LONDON—Oil prices were trading down on Friday ahead of closely watched U.S. oil drilling data.

Brent crude for July delivery recently fell 0.2% to $66.39 a barrel on London's ICE Futures exchange. On the New York Mercantile Exchange, light, sweet crude futures for delivery in July were trading at $60.54 a barrel, down 0.3% from Thursday's settlement.

Investors were focusing on the release of the latest U.S. oil drilling rig count—a proxy for activity in the industry—later on Friday by Baker Hughes Inc.

There are now about 59% fewer rigs working since a peak of 1,609 in October. The rate of decline, however, has slowed in recent weeks and some shale oil companies are expecting to add rigs in the coming months if prices stabilize near the current levels.

"The current price levels may keep some players in business and even entice others to come back," analysts at JBC Energy said in a report. "The first plays to rise from the dead and post further growth could be in the U.S. and. such a turn of events could keep production up and lengthen the global balance further even if prices lose some of their luster."
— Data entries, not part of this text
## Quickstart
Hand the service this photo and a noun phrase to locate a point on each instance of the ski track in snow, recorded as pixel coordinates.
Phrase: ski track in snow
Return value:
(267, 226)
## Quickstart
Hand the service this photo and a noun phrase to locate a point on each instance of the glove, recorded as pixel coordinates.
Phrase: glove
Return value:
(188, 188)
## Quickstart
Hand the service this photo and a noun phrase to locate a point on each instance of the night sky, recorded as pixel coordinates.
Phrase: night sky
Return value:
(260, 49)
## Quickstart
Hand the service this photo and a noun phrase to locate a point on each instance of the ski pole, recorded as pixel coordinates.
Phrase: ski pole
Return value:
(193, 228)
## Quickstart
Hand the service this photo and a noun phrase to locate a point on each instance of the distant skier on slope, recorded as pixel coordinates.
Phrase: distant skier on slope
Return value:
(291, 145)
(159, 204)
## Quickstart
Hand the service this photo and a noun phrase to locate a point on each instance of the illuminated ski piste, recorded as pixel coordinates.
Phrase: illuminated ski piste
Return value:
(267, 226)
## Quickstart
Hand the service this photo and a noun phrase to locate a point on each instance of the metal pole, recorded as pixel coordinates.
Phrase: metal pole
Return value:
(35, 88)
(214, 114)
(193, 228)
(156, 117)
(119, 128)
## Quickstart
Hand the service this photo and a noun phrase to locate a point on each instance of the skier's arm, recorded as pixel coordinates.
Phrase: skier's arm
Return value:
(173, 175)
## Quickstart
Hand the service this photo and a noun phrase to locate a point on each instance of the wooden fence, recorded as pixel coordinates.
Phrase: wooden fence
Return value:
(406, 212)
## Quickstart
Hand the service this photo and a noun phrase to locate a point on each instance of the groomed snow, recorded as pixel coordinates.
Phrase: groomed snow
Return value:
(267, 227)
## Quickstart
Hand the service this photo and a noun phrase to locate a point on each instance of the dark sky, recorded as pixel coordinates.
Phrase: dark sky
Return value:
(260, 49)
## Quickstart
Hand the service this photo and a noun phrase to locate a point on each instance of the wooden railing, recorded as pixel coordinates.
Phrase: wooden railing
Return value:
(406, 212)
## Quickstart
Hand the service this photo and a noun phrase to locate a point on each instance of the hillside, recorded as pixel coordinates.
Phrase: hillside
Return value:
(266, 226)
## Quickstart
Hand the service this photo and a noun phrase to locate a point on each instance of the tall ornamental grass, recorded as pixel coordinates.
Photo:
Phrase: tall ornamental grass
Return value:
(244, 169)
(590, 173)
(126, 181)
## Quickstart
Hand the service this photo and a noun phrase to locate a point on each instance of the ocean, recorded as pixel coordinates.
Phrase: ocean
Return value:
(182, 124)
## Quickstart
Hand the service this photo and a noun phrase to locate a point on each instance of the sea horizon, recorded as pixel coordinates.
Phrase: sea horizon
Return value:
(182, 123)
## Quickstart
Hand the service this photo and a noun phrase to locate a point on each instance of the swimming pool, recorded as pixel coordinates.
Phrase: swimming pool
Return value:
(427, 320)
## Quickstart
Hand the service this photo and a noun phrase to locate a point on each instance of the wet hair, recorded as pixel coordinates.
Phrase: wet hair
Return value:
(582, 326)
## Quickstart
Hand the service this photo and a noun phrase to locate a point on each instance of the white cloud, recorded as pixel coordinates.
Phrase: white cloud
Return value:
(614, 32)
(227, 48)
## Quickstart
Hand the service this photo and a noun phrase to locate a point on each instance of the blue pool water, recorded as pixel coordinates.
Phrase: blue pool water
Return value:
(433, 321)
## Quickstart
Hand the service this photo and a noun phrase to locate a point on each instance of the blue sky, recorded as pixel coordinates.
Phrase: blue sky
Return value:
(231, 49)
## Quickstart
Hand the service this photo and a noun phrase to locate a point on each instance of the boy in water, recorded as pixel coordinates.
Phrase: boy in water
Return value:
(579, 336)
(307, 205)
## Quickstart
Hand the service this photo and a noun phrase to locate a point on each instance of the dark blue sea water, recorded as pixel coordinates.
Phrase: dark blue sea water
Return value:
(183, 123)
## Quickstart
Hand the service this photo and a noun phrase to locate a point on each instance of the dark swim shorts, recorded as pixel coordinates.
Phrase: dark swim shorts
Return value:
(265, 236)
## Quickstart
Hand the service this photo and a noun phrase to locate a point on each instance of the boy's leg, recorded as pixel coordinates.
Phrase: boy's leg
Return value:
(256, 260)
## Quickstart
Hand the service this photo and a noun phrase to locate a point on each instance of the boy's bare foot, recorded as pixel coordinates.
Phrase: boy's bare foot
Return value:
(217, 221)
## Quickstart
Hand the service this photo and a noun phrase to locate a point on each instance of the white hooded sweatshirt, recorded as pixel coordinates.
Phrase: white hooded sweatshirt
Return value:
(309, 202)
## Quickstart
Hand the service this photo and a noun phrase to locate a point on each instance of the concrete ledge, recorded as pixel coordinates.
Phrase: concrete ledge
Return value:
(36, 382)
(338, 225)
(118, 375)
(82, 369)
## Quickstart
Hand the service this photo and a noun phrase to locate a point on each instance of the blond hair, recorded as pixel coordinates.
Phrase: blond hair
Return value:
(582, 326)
Oil markets have rebounded in recent weeks to their highest level so far this year on the back of expectations of a slowdown in U.S. output, fresh unrest in the Middle East, signs of stronger demand and a weaker U.S. dollar.

But Barclays warns that oil markets aren't out of the woods yet and oil prices are still 42% below last year's peak levels.

"The rebound off of a low base has been considerable, but oil prices are still well below the 2014 peaks and oil market fundamentals are still weak," Keith Parker, an analyst at Barclays, said.

According to JBC, while oil demand has so far been strong, the global oversupply of crude is far from over and could see more stock building well into next year. Record high oil exports from OPEC members as well as a potential lifting of the Iranian sanctions add to the weaker market outlook, JBC said.

"Putting these factors together, the summer relief hitting the market will be very brief and with all the storage volumes kicking around, there is little reason to get overly bullish. As a result, we see Brent averaging $61 per barrel over the June-August period," JBC said.

Nymex reformulated gasoline blendstock for June—the benchmark gasoline contract—fell 0.1% to $2.0820 a gallon, while ICE gas oil for June changed hands at $605.50 a metric ton, down $3 from Thursday's settlement.